É impossível dizer que inesperado comentário essa comunicação rápida e silenciosa entre dois homens tão singulares poderia ter despertado no homem branco, não tivesse sua irrequieta curiosidade sido atraída por outros objetos. Um movimento geral entre os criados e um baixo som de vozes educadas anunciaram a aproximação daqueles cuja presença apenas era necessária para permitir que o grupo montado se pusesse em movimento. O admirador simples do corcel de guerra imediatamente recuou para junto de uma égua baixa, magra, de cauda enrolada, que distraidamente tirava nacos da erva desbotada que crescia por perto. Colocando um cotovelo sobre o cobertor que escondia um arremedo de sela, nosso homem tornou-se um espectador da partida, enquanto um potro fazia tranquilamente seu repasto matutino no outro lado do mesmo animal.
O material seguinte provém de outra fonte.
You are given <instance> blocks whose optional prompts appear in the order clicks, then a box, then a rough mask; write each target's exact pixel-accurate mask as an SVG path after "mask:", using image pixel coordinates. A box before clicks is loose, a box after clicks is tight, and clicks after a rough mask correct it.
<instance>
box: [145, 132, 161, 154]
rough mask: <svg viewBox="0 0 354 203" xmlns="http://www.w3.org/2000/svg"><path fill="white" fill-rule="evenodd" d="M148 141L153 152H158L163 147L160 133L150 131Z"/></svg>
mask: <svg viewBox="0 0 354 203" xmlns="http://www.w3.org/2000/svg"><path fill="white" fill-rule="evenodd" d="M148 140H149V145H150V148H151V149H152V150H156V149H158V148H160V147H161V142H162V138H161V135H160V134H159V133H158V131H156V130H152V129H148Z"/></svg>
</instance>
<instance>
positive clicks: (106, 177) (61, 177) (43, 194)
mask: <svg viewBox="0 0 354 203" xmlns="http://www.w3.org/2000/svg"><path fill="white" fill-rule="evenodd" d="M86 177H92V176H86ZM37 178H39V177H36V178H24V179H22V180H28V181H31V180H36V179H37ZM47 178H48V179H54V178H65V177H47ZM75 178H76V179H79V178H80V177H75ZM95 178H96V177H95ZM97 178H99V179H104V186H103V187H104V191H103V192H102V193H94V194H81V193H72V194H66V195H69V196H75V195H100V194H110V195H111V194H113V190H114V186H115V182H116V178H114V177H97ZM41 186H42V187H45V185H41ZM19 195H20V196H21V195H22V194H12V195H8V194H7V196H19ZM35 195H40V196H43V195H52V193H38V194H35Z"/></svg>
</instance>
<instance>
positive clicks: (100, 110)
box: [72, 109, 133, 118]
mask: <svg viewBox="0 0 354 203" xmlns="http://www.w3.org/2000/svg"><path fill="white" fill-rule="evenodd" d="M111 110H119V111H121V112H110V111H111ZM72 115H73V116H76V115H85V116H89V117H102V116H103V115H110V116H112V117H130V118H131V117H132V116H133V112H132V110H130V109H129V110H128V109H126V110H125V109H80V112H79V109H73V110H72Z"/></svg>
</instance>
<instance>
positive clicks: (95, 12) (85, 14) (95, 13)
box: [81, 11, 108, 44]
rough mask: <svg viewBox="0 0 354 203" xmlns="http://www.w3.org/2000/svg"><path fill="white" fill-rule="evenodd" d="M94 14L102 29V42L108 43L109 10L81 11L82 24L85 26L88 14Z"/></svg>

Um homem moço, fardado de oficial, levou às montarias duas mulheres que, a julgar por seus trajos, estavam preparadas para enfrentar as fadigas de uma jornada pela floresta. Uma delas, a de aparência mais juvenil, embora as duas fossem jovens, permitia que se tivessem vislumbres de seu rosto estonteante, de seus belos cabelos louros e de seus brilhantes olhos azuis através do véu de cor verde que inocentemente deixava que fosse soprado pelo vento e que lhe descia do chapéu de pelo de castor. O rubor que ainda perdurava sobre os pinheiros no céu do oeste não era mais brilhante nem mais delicado do que a tonalidade de seu rosto, nem o dia que começava era mais alegre do que o sorriso animado que dispensou ao jovem cavalheiro quando este a ajudou a subir à sela. A outra, que parecia compartilhar igualmente das atenções do jovem oficial, escondia seus encantos do olhar da soldadesca com um cuidado que parecia mais apropriado à experiência de quatro ou cinco anos a mais de idade.